In the 1340kg Cayman (1380kg for the five-speed auto version, making it 5kg lighter than Boxster and 55kg lighter than Carrera), the result isclaimed 0-100km/h acceleration in 5.4 seconds for the manual (5.5 for Boxster) and in 6.1 seconds for the auto (6.3 for Boxster auto).

Of course, 911 retains a significant acceleration advantage at five seconds dead (5.5 auto), but Cayman doesn’t feel that much slower than the base 911.

Aerodynamics play a part here too, with the Cayman’s drag coefficient of 0.29Cd being more slippery than the 0.30Cd Boxster S but not as aerodynamic as the 0.28Cd 911 Carrera.

Throw in the Boxster’s standard equipment list (including Porsche’s amazingly effective stability control system) and the same optional extras as even the 911 (like ceramic brakes and active damping) and the Cayman S price of $148,500 seems like good value.

On paper, Cayman S is just $16,000 more expensive, 11kW more powerful and 0.1 second quicker to 100km/h than Boxster S. Similarly, it’s a whole $46,725 less expensive than the least expensive 911, but just 22kW less powerful and (officially) four-tenths slower to 100km/h.

But in the real world, Cayman S presents an even more persuasive argument thanks to handling that feels even more neutral, more agile and even better balanced than the sublime Boxster.

Magnifying all of the Boxster’s well documented attributes via a (vastly) stiffer chassis, the mid-engined Cayman is so well balanced, so adjustable mid-corner and so nimble to change direction that it makes average or even poor drivers look, feel and actually be quick.

Of course, all the Porsche hallmarks help, such as an incredibly sweet-shifting six-speed manual gearbox (and the intuitive and easily mastered button shifters of the five-speed auto), super-responsive steering that’s alive in your hands yet filters out all of the unwanted feedback from road rubbish, and unflappable brakes that never cease to supply powerful yet communicative retardation.

Oh, and Porsche’s legendary durability, reliability, safety and resale value, which – despite service intervals of a long 30,000km – instills the confidence to drive hard, even on a racetrack, without worrying about getting home again.

A touch more understeer than Boxster S was evident in the many hairpins and tightening-radius tuns around Adelaide, and that comes from Porsche’s logical decision to fit a larger front anti-roll bar while specifying a thinner rear item. With a chassis as rigid as this, the mid-mounted Cayman S could quite easily have been much more of a handful than it is.

That said, the roofed Boxster is so fluid, so progressive and so chuckable that it both easily out-paces the 911 for mid-corner speed yet is more controllable beyond the limit of adhesion.

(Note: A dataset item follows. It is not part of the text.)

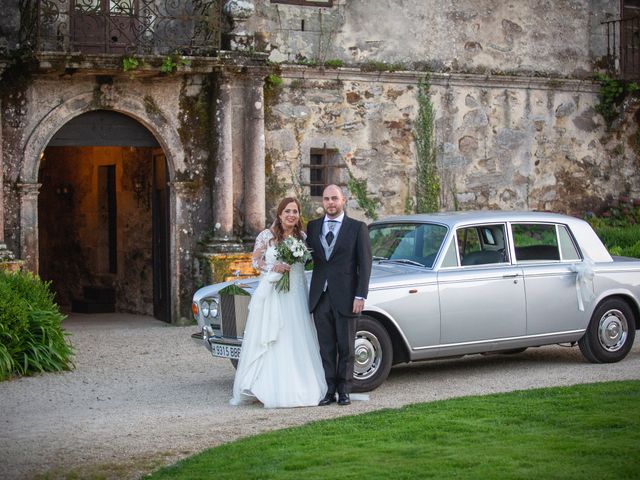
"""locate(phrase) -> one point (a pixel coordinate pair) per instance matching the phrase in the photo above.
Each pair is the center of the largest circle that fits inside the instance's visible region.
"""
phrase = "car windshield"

Cayman S feels like it could easily do with more power, but it’s not just for marketing reasons that it’s not fitted with a 911 engine.

The mid-engined two-door (dare we call it a three-door hatch?) lacks the power-down traction and corner exit grip of the more powerful 911, which remains the enthusiasts’ choice as the more challenging, more expensive and more powerful - and ultimately the quickest and fastest – Porsche coupe.

While an entry-level Cayman, powered by the 3.2-litre Boxster S engine seems a future certainty for around $135,000, it will be interesting to see whether Porsche chooses to offer a more powerful ClubSport version, which would both encroach further on the top-shelf 911’s turf and, possibly, diminish some the Cayman S’s user-friendliness.

As it is, Cayman S offers prodigious and accessible performance that’s now available to a whole new generation of sub-$150,000 Porsche coupe buyers.

Different enough from both Boxster and 911 to ensure its future within the Porsche line-up, it should have the makers of the SLK and BMW’s forthcoming Z4 coupe and the E92 M3 V8 shaking in their boots.

Never has uncompromised Porsche performance come at such a small price.